Major global benchmarks were down more than 3% on Friday, extending losses from the previous day. Brent crude dropped 3.3% to $73.41 a barrel while US West Texas Intermediate (WTI) futures plunged 3.5% to $67.49 a barrel.
"The lack of crude buying for the SPR represents a major blow to the oil-demand outlook," PVM Oil analyst Stephen Brennock said, adding that "it will heap even more pressure on China to do the heavy lifting on the demand side over the coming months."
Earlier this week both benchmarks slumped to their lowest levels in 15 months as investors worried that risks in the global banking sector could trigger a recession that will lead to a decline in oil demand.
"There is a sell-off from the view that the United States will not refill oil reserve even if the WTI prices are at $67-$72 a barrel," general manager of research at Nissan Securities, Hiroyuki Kikukawa, said.

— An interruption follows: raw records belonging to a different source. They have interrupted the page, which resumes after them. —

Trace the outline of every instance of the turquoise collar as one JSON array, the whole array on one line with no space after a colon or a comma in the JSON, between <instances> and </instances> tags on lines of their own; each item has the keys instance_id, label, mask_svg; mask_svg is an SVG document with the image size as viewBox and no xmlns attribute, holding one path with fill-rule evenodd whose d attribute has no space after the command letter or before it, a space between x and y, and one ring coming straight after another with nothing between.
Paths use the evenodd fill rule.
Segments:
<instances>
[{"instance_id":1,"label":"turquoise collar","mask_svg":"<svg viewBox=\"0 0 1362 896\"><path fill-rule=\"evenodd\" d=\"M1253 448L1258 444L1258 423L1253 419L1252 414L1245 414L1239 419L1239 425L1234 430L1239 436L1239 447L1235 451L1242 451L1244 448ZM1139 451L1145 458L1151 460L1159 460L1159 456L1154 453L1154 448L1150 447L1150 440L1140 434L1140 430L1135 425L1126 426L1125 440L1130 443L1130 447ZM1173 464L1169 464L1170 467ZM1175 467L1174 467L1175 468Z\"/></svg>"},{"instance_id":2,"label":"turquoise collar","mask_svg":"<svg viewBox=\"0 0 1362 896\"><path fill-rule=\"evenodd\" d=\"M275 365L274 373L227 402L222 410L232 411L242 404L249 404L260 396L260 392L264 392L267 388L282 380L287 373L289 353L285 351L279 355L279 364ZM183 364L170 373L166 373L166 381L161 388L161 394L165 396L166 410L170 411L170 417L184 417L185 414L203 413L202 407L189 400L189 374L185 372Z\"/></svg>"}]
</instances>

In October, following the sale of 221 million barrels of crude from the SPR, the White House said it would repurchase oil for the reserve when prices were at or below about $67-$72 per barrel. But on Thursday Granholm told lawmakers that it would be difficult to take advantage of the low price this year. The SPR currently holds 372 million barrels of crude oil, down from 638 million at the beginning of 2021, representing the lowest level since December 1983.